O que é que uma pessoa que queira levar lá uma criança pode esperar?
Pode esperar uma série de caras com os respetivos sons. Eu e o Filipe vamos navegar de uma maneira muito solta e imprevisível, porque o nosso registo é o improviso. Cada momento será único na sua dinâmica. É uma coisa que me agrada muito no trabalho digital e no trabalho com o Filipe, que é uma pessoa com quem já construí um grande grau de cumplicidade. E é muito interessante estar o tempo todo a explorar esse diálogo que às vezes é uníssono, ou seja, estamos a contar a mesma coisa, e às vezes é um diálogo divergente. Às vezes um de nós tira o tapete ao outro e puxa-o para outro território. E isso é vivido naquele momento tanto por nós como por quem lá está a assistir.
Há também no seu trabalho, e creio que mais no início, a banda desenhada. Fez vários livros com o Nuno Artur Silva.
E com o Rui Zink também. Foram os meus dois grandes parceiros.
Deixou a banda desenhada?
Não, eu inscrevo A minha casa não tem dentro como banda desenhada. Do ponto de vista formal, procuro fazer a minha banda desenhada em versão 3.0, ou seja, o percurso de tudo o que já experimentei está dentro dessa linguagem. Mas essa é a minha linguagem matriz, ela aí está e qualquer pessoa que colabore comigo vê sempre isso. Isso está muito patente. Foi uma coisa que comecei a fazer desde muito pequeno. Fiz a minha primeira banda desenhada quando tinha quatro anos, é o nascimento de uma zebra.
Ainda tem esse desenho?
Ainda tenho, é uma página A4 com vários quadrados horizontais, devo ter visto na televisão. Esse instinto de sequenciar imagens para contar qualquer coisa é o que sempre lá esteve. Acredito que a nossa forma de contar histórias, em qualquer suporte, continua a ser essa. Uma sinfonia tem vários andamentos, um filme tem vários planos, a própria maneira como nós narramos uma coisa que nos aconteceu é: eu estava a fazer isto e aquilo e de repente - mudámos de quadro - aconteceu tal.
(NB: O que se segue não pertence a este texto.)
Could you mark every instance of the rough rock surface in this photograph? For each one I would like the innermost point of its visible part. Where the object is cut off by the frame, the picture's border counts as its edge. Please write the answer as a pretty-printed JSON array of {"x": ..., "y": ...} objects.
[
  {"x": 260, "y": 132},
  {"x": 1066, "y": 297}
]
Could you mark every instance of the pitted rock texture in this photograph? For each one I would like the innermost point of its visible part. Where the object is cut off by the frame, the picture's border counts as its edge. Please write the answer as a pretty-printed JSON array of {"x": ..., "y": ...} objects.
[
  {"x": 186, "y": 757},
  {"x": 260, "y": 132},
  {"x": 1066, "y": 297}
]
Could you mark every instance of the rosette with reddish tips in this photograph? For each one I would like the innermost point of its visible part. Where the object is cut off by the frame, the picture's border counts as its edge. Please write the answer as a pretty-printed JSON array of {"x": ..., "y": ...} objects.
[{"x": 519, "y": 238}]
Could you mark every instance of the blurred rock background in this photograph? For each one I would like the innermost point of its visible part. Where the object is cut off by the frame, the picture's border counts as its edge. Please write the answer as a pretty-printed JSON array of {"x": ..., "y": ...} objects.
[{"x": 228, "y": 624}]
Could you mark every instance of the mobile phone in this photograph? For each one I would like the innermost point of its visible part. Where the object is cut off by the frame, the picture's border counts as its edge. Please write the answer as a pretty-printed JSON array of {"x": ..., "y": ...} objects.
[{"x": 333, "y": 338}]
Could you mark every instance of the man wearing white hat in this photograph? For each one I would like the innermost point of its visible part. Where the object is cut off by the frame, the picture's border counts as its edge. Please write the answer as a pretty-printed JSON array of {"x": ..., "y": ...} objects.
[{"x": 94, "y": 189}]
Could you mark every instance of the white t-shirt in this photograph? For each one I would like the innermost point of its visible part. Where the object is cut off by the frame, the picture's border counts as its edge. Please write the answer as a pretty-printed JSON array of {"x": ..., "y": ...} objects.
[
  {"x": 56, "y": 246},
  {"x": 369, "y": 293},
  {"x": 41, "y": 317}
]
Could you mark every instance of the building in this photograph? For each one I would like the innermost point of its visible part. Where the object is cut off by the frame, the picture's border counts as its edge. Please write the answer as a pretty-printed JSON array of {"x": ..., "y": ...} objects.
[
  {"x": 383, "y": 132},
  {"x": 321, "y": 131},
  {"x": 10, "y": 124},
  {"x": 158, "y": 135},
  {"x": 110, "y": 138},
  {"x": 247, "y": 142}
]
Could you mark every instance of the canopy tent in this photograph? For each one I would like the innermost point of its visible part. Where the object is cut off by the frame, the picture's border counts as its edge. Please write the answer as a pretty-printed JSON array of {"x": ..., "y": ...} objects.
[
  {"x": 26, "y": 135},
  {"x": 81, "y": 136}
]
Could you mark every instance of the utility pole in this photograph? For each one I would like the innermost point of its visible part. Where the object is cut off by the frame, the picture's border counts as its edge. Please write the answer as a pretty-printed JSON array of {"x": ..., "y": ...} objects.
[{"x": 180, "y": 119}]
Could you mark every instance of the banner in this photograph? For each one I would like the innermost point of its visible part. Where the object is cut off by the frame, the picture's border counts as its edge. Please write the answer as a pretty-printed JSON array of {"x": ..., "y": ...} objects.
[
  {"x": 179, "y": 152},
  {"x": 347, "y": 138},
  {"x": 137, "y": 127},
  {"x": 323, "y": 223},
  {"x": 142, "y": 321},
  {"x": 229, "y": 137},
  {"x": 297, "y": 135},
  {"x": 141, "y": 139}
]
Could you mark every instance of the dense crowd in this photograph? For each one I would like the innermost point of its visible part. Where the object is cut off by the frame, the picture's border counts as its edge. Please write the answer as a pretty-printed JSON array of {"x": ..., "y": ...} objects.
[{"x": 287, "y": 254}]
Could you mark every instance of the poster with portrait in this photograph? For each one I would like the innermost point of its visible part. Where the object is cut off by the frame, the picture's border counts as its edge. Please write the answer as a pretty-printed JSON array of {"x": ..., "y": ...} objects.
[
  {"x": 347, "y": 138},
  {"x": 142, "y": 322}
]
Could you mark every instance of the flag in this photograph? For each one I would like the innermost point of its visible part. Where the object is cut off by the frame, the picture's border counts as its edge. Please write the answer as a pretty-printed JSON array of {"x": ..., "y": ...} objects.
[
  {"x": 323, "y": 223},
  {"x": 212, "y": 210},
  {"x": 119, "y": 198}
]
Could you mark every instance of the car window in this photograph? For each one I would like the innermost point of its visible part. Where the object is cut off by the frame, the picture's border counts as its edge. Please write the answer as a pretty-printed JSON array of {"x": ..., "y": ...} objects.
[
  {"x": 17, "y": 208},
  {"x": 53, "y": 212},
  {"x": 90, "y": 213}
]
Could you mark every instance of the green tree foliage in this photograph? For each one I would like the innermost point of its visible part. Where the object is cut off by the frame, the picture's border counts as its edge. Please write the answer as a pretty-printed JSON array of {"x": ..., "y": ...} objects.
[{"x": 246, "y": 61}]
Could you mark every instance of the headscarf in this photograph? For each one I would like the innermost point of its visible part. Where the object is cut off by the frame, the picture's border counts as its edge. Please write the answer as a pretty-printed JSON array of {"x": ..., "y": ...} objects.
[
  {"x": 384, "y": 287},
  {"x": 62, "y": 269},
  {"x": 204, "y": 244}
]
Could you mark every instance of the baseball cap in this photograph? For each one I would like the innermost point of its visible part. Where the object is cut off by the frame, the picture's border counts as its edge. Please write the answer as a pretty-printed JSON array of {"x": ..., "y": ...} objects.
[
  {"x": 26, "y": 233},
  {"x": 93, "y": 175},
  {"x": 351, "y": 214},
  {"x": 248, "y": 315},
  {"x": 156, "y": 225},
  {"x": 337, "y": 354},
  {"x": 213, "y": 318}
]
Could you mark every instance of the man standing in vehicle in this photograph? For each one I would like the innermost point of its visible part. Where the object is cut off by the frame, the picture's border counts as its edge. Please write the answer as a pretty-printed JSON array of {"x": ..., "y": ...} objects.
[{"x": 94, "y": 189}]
Nós também contamos a coisa em quadros, de alguma maneira. A banda desenhada está sempre lá. Já deixei há algum tempo a banda desenhada enquanto código mais reconhecível, ou tornou-se menos óbvio.
Os quadradinhos?
Sim, os quadradinhos, os balões, um determinado tipo de história, um determinado tipo de narrativa de conduzir o leitor, um certo cânone. Mas ela está lá.